Distacco e somministrazione non contano nei 36 mesi per la conversione a tempo indeterminato

Interpretazione strettamente letterale della norma secondo cui il superamento del termine che determina l’illegittimità del “td” deve avvenire con lo stesso datore di lavoro.

Nel periodo di trentasei mesi, il cui superamento determina l’illegittimità del contratto a termine, non rientra il lavoro svolto in regime di distacco o somministrazione per altro datore di lavoro. Con l’ordinanza 7413/20, pubblicata il 17 marzo, la Suprema corte dà un’interpretazione strettamente letterale della norma contenuta nell’articolo 5, comma 4 bis, del decreto legislativo 368/01, che fa riferimento alla successione di contratti a termine per più di trentasei mesi con lo «stesso datore di lavoro».
Nel caso deciso, una lavoratrice aveva chiesto la conversione del contratto a termine in rapporto a tempo indeterminato, oltre all’indennità risarcitoria, per avere sostanzialmente svolto le stesse mansioni con più contratti a termine per quasi quattro anni. La particolarità era però nel fatto che per il primo anno aveva lavorato con contratto a termine alle dipendenze di altro datore di lavoro, che l’aveva distaccata presso l’utilizzatore effettivo. Aveva poi continuato a svolgere le stesse mansioni per alcuni mesi in virtù di un contratto di somministrazione, alla scadenza del quale era stata assunta direttamente dall’utilizzatore con altro contratto a termine.
Il ricorso in Tribunale era stato accolto, sul rilievo che tutti i contratti a termine fossero rilevanti ai fini del calcolo del periodo di riferimento, che pertanto doveva ritenersi superato; era stata così disposta la riammissione in servizio.

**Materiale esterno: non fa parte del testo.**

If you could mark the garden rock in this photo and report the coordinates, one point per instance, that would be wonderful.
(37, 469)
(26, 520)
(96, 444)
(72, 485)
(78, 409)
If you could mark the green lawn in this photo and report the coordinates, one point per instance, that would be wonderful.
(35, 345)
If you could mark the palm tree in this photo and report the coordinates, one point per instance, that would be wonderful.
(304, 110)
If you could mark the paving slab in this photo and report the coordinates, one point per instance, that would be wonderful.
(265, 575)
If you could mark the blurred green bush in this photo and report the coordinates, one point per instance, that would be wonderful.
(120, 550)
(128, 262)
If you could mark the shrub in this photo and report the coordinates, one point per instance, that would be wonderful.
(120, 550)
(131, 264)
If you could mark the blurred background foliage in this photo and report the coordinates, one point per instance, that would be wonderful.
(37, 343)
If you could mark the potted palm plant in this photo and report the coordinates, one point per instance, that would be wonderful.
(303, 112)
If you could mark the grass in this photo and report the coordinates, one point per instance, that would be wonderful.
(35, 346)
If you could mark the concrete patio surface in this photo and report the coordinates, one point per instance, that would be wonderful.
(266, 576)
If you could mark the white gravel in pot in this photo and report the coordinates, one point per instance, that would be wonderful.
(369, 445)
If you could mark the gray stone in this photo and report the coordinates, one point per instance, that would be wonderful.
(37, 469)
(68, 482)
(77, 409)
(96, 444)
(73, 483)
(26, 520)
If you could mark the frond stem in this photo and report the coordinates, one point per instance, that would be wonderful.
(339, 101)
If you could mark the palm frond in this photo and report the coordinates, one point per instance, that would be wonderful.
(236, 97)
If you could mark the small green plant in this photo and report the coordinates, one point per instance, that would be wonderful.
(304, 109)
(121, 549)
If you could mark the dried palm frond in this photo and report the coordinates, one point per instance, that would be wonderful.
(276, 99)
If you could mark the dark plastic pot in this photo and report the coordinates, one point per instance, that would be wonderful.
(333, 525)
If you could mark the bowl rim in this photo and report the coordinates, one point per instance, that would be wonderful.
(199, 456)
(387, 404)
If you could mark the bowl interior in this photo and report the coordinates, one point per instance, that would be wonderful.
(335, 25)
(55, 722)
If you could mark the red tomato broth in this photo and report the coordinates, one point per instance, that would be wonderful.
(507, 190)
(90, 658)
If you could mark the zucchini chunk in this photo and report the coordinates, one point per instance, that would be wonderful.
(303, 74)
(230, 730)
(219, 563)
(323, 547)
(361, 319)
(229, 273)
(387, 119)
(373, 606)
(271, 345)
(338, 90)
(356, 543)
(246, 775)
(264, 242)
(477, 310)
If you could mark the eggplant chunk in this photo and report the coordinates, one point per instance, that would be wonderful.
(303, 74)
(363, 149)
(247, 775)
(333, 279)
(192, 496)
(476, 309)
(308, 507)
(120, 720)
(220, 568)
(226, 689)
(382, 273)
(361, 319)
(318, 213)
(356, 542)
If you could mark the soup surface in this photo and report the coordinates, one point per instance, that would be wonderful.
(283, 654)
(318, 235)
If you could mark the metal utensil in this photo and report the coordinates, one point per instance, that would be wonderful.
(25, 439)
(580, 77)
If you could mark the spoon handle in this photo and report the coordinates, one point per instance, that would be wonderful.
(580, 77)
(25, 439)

La sentenza è stata però riformata in appello, con sentenza confermata in Cassazione. È stato evidenziato, infatti, che non era stata adeguatamente contestata la validità dei due precedenti contratti, né era stata dimostrata la loro nullità perché stipulati in frode alla legge o simulati. Sulla base di questo presupposto, il periodo complessivamente lavorato con i primi due contratti a termine, pari a circa un anno e mezzo, non poteva essere ritenuto rilevante ai fini del calcolo dei trentasei mesi, poiché essi erano stati stipulati con due datori di lavoro diversi da quello nei cui confronti era chiesta la riammissione in servizio.
La Cassazione, così come la Corte di appello, ha ritenuto che il testo di legge è chiaro e non lascia spazio a interpretazioni, come previsto dall’articolo 12 delle preleggi al codice civile: in claris non fit interpretatio.